Could the collapse of the Surfside condos be the trigger for an overall market retraction?
Back in 2006 or so, we sold our condos in Florida and made a nice profit and moved to Georgia. Things were going crazy back then - houses selling in a weekend, for over-asking, with multiple buyer's contracts each with escalation clauses. People knocking on your door and asking if you wanted to sell (as happened to us, more than once). Properties costing twice as much to own as to rent. People paying top dollar for properties needed tens of thousands of dollars of work, just to move in.
In other words, it was just like today. But then the bubble burst. Why?
I recounted before why. Builders went nuts putting up high-rise condos from Miami to Ft. Pierce and beyond. They initially sold well, but toward the end, the buildings were going up with no takers, other than some "investors" who were hoping to "buy and flip" a condo unit. All these high-rises "topped out" at the same time, and the market was flooded with thousands of condos, not only from the builders, but from the early buyers who were hoping to "flip" an empty condo (which was "designer ready" - with bare concrete walls and stubbed-in plumbing).
There were other factors as well. People who bought a few years earlier saw their funny-money loans "reset" to a new rate and suddenly the payments were unpayable. These "investors" had hoped to "flip" their properties before the loan rates went up (or the balloon payment was due) but like the lonely child in Kindergarten, was still standing up when the music stopped, during musical chairs.
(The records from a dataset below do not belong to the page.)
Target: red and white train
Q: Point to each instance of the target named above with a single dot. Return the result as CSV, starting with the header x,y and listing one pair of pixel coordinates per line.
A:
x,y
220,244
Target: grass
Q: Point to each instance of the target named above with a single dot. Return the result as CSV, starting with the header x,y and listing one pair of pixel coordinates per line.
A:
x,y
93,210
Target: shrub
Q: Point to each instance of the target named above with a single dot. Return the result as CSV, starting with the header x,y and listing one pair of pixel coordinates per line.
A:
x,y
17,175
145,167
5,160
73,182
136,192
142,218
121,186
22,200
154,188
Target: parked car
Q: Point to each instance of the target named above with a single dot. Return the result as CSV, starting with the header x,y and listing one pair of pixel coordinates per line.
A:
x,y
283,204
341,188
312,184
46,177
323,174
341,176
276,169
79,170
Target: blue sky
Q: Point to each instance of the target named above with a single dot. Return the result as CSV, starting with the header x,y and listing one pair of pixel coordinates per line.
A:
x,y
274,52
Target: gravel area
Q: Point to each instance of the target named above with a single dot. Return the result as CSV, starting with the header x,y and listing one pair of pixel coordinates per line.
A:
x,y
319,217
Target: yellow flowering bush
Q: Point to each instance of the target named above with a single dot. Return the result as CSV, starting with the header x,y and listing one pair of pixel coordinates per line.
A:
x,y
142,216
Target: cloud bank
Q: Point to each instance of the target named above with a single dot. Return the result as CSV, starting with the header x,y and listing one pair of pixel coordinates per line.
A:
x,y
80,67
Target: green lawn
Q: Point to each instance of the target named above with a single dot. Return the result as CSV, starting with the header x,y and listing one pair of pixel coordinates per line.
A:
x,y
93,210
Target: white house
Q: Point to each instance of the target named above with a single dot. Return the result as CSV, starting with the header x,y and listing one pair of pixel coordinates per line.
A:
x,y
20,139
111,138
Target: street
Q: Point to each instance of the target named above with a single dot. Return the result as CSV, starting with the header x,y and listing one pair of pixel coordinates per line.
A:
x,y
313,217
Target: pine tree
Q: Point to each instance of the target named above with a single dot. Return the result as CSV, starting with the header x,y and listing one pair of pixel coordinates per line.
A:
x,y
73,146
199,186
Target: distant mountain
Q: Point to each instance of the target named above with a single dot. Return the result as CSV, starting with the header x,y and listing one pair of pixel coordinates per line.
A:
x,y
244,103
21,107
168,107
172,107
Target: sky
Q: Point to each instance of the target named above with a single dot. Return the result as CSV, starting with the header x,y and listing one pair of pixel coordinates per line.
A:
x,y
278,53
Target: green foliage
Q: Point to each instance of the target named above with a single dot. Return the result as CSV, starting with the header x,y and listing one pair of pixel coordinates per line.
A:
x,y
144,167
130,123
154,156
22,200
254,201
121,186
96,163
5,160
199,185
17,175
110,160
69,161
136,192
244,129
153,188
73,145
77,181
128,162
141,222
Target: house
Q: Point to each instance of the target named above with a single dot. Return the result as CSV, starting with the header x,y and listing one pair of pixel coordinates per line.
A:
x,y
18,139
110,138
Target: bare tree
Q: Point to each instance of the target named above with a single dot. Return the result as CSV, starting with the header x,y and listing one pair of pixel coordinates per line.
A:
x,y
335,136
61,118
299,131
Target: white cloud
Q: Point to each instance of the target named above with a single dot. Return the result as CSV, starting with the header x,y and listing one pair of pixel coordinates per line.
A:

There were also external factors. You bought a house or condo in Broward County and the taxes seemed pretty reasonable. But the next year, they re-assessed your property based on your purchase price, and suddenly your taxes are thousands of dollars higher. Meanwhile, three hurricanes later, your homeowner's insurance has doubled, adding to the monthly carrying cost. Throw in some unexpected repairs and perhaps a special assessment on your condo, and suddenly, the "affordable" condo is draining your bank account dry.
So you go to sell it - it was a great investment, right? Well, everyone else thinks the same thing - sell, sell, sell. And the market collapsed, almost overnight. Many condos nearing completion just stopped construction. Others were "see-through" buildings with no interior walls. Still others were darkened monuments to the hubris of mankind, with perhaps one lonely light on near the top floor - the man in the high tower.
Well, you know the rest - people freaked out. Everyone wanted the government to bail them out. Companies went bankrupt, people went bankrupt. The economy and the stock market tanked, and it took eight long years of slow and steady growth under Obama for it all to come back.
The recent collapse of the condo towers in Surfside should be troubling for anyone thinking of buying a high-rise condo in South Florida. I am sure that many a place "under contract" has fallen through, as nervous buyers - and bankers - start to re-examine these properties, paying more attention to the fundamentals or the "bones" of a place, which they should have been doing all along.
There will be more stories in the press, I can guarantee you, about condo boards who vacillate about major repairs, as well as more stories about palling concrete and rusting rebar. People will start to take this seriously - deadly seriously. And I expect that sales of condo buildings near the beach, built during the 1970's through the 1990's will be hit hard as buyers shy away from older construction - unless the maintenance of the building can be shown to be impeccable. Buyers will start to do things like look through the parking garage and educate themselves about the wonderful world of Rebar.
Will sales (and prices) bounce back? Of course they will. But this latest event might hit the "pause" button on the current madness in real estate. People are panic-buying properties right now, and oftentimes, for stupid reasons. Half the houses on our little island are being bought by people who use them one weekend a month. For the price they are paying, in terms of overhead and other costs, well, they could have a suite at the Club Hotel - all meals included - and not even have to make the bed.
Are we in the middle of a real estate bubble? I think so, but not nearly as bad as 2008. Prices, at least where I live, are edging up, but our house is worth little more than it was in 2008. In fact prices have been flat here for a decade or so. So some price growth was to be expected, particularly with interest rates so low.
And therein is another factor to consider - interest rates. They have to go up eventually, and with inflation the way it is.... well, I guess we'll just have to wait and see.